Consultation response: GMC Consultation on the Medical Licensing Assessment

The Royal College of Physicians' (RCP's) submission to the General Medical Council's (GMC’s) consultation on the Medical Licensing Assessment (MLA) calls for the GMC to use this opportunity to ensure communication skills and culturally appropriate practice (sensitivity, delivery, empathy, and person-centred care) are embedded in the assessment. 

These are important skills that doctors must rely on throughout their careers and it is important that they are embedded in doctors' training. The MLA may also provide an opportunity to improve standards in training for undergraduates, especially defining competencies for subjects like pharmacology and pathology. 

Summary

The RCP supports the principle behind the introduction of the MLA and welcomes the GMC’s mission to enhance patient safety through greater consistency. The RCP supports the introduction of an MLA as long as it delivers on the primary purpose of ensuring that doctors entering the NHS are safe and fit to practise through the demonstration of core knowledge, clinical skills and professionalism. 
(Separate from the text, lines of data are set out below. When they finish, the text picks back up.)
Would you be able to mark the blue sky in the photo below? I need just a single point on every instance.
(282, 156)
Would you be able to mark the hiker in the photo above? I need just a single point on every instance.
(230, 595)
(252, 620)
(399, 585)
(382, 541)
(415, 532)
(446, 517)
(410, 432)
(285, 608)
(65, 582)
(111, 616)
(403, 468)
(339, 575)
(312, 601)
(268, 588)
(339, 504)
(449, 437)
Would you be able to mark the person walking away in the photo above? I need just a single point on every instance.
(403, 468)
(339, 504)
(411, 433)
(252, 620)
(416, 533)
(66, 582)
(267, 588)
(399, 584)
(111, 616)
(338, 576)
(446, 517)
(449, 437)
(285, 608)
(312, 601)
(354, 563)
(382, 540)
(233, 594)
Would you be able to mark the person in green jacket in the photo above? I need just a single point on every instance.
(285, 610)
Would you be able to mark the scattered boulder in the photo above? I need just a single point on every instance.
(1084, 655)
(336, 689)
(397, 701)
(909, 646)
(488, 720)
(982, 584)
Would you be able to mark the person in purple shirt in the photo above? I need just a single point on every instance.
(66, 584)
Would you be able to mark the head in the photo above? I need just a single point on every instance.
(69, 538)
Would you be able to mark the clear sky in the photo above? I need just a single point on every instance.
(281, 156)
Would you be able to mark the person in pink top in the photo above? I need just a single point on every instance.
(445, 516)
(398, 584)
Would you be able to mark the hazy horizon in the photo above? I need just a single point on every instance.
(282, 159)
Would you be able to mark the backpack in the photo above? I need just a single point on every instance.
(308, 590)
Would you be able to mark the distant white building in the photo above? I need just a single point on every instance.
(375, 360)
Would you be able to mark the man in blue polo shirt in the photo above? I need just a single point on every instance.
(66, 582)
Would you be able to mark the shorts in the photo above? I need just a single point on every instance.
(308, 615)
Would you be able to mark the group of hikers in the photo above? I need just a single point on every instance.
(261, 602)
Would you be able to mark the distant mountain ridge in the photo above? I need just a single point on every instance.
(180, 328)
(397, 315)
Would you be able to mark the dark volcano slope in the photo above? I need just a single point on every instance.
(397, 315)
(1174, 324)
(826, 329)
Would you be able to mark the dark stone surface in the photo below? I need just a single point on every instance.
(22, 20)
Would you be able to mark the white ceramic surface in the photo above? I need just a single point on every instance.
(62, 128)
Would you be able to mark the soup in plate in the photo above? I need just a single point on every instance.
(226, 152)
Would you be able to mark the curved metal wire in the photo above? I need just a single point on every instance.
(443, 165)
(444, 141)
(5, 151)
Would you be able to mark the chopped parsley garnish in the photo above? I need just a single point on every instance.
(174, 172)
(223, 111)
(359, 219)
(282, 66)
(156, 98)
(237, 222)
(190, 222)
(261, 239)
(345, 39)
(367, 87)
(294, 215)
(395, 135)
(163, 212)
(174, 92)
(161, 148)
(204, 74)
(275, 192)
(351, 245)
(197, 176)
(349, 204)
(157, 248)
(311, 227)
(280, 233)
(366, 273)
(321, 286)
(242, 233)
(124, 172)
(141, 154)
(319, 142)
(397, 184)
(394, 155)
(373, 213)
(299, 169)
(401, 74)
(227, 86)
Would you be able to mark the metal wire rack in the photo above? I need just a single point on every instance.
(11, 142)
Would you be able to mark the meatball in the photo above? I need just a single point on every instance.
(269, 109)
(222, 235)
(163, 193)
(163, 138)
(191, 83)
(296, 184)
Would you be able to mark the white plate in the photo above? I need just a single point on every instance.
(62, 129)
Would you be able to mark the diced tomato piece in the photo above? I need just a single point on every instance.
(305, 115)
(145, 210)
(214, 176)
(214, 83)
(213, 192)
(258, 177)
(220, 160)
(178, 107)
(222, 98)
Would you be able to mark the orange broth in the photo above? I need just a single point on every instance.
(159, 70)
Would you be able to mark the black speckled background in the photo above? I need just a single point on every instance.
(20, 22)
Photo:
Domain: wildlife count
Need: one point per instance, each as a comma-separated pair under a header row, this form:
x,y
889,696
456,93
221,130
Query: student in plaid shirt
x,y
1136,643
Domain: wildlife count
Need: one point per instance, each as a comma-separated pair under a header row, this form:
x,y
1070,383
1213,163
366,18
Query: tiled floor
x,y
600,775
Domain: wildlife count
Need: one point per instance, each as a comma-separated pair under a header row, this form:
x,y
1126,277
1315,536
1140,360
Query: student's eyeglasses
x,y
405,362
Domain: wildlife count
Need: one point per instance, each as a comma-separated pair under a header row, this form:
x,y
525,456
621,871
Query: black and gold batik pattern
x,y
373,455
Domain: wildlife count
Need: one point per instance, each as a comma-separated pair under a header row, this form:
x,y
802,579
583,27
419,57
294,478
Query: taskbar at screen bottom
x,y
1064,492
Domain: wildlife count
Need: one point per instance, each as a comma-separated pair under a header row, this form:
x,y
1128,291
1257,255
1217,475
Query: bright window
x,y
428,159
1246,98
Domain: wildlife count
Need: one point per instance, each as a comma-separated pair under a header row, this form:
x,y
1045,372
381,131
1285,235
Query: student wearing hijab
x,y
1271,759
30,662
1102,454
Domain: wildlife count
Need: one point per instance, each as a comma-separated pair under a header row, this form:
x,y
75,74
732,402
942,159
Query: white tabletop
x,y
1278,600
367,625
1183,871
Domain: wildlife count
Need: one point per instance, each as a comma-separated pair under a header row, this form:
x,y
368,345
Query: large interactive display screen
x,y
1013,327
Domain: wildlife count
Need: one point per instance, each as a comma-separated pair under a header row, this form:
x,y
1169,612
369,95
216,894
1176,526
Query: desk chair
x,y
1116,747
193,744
The RCP would also welcome greater clarity in the following areas:

  • Point of registration - The RCP would welcome greater clarity on what stage doctors would achieve full registration and what opportunities will be available for doctors to gain experience of working in real life clinical settings prior to full registration.
  • Implications for UK medical training - While the RCP fully supports the drive to reduce variability and improve consistency of medical training, this must not impact on the quality of training available in the UK.
  • Potential cost of new exam
  • International doctors - The MLA may act as a disincentive for more senior experienced specialist doctors, whose skills may be more specialised than those being tested in the MLA, wanting to come and work in the UK.